One of these policy solutions is for Congress to pass bipartisan legislation to update the asset limits in the Supplemental Security Income (SSI) program. The SSI program provides modest monthly benefits to people with disabilities and the elderly, but the program has rigid and outdated asset limits. A single person can only have $2,000 in assets to remain eligible for the program, and a couple can only have $3,000. The mandated low asset limits make it impossible for SSI recipients to accrue a level of savings that would provide economic stability without being pushed out of this critical program. The bipartisan SSI Savings Penalty Elimination Act (S.2767) would raise the SSI asset limit to $10,000 for individuals and $20,000 for married couples and adjust the amount to inflation.
Disabled people face poverty at twice the rate of people without disabilities. This is due to numerous systemic factors, including but not limited to pervasive employment discrimination, the sub-minimum wage, the exorbitant additional costs that come with being disabled, a lack of access to comprehensive health care, and more.
Raising the SSI program asset limits would encourage recipients to build savings without the need to open separate bank accounts through ABLE accounts. (ABLE accounts allow eligible disabled people to save money that can be used for qualifying disability-related expenses, and the accounts aren’t counted in the asset limit.) For example, $2,000 in savings is not enough for someone to move to a new apartment. This is especially true given that most rentals require an upfront security deposit in addition to one month’s rent, as well as any costs needed for the move itself, such as hiring movers. This small amount of allowable money would decimate someone’s entire savings if they needed one unexpected car repair or hospital stay.
While the costs of essentials like groceries and rent have skyrocketed, the asset limit for SSI has remained frozen since 1989.
SSI exempts pensions from counting toward the program asset limits, which were much more common when lawmakers began the program in the 1970s. But retirement accounts provided through employment and individual retirement accounts (IRAs) do count toward the asset limit. These kinds of accounts have become the most popular option for retirement savings over the past few decades, but SSI program rules have not remained current with the present financial circumstances of Americans. SSI speaks to the economic realities of the 1970s, not the current day. And that leaves recipients with outdated rules that don’t meet the realities of today’s labor market.

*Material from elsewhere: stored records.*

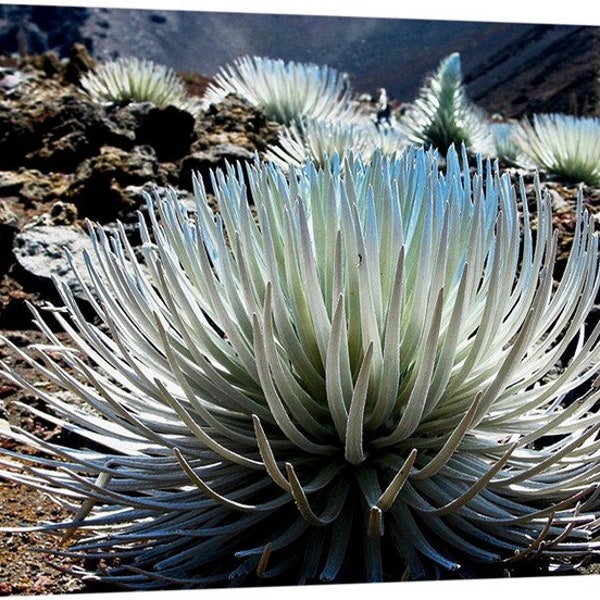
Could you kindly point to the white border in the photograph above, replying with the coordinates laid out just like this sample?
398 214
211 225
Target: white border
572 12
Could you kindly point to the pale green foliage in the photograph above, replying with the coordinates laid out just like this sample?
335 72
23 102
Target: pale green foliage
564 145
285 91
355 379
126 80
443 114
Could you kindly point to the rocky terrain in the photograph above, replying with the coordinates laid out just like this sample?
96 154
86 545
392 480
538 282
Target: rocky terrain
65 160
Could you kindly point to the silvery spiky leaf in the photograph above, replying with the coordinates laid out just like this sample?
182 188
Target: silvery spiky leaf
128 79
285 91
319 141
564 145
443 114
506 148
362 377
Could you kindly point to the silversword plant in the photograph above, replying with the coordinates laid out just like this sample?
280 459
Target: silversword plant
444 115
319 141
565 146
367 375
285 91
129 79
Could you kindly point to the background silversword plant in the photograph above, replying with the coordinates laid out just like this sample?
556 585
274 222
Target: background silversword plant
443 114
285 91
564 145
130 79
356 379
320 140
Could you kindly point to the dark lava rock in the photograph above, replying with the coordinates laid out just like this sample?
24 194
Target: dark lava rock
236 121
41 251
98 187
203 162
169 130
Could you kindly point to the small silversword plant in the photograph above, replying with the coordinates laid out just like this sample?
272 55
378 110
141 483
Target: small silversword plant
126 80
319 140
285 91
367 375
565 146
443 114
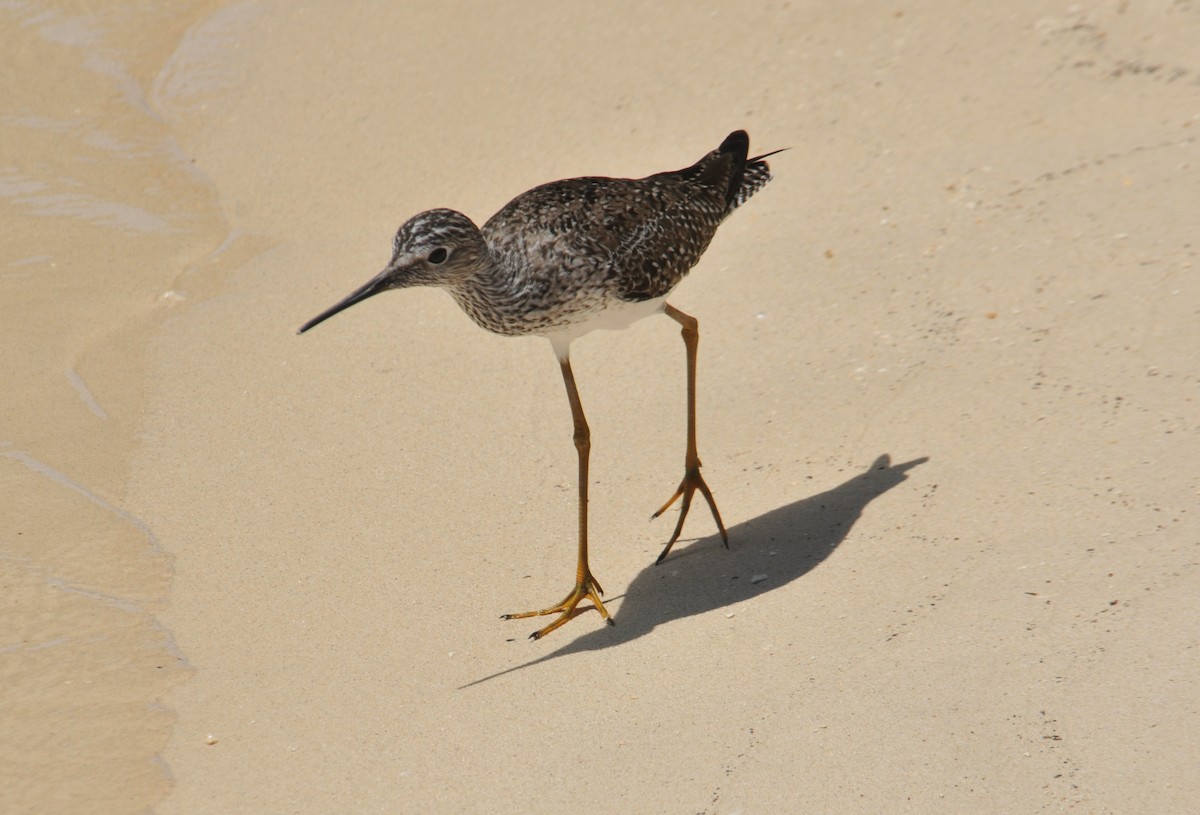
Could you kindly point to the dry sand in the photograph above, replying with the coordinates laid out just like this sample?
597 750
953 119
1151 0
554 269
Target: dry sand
949 383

Unfortunately, our social safety net does not provide much other support specifically for people with disabilities. The Social Security Disability Insurance (SSDI) program is only available for people with disabilities if they have previously worked and paid into the program through their paychecks. Medicaid and Medicare provide essential health care coverage for people with disabilities, but not financial support for essential costs of living. The Supplemental Nutrition Assistance Program (SNAP) is available to people with disabilities, but benefits can only be used toward food and there is a significant amount of red tape for disabled people to navigate due to its time limit and work policy. The lack of a comprehensive safety net for disabled people, combined with the rising costs of goods, makes the efficiency of the SSI program even more urgent.
The SSI asset limits also make the program harder to administer for caseworkers and cost more money from the Social Security Administration budget. The limits can lead to the horrifying situation where an SSI recipient may be mistakenly overpaid because they didn’t realize they were a few dollars over the program asset limit, and then be forced to repay the government thousands of dollars that they likely do not have. Lawmakers have recognized that it is more effective for recipients and caseworkers to raise asset limits and have done so in other benefit programs like SNAP and Medicaid. Lawmakers should also raise the asset limits in the SSI program by passing the bipartisan SSI Savings Penalty Elimination Act, in addition to implementing other critical improvements to make the program more equitable for recipients with disabilities. During this Disability Pride Month, we must invest in the disabled community and fight poverty.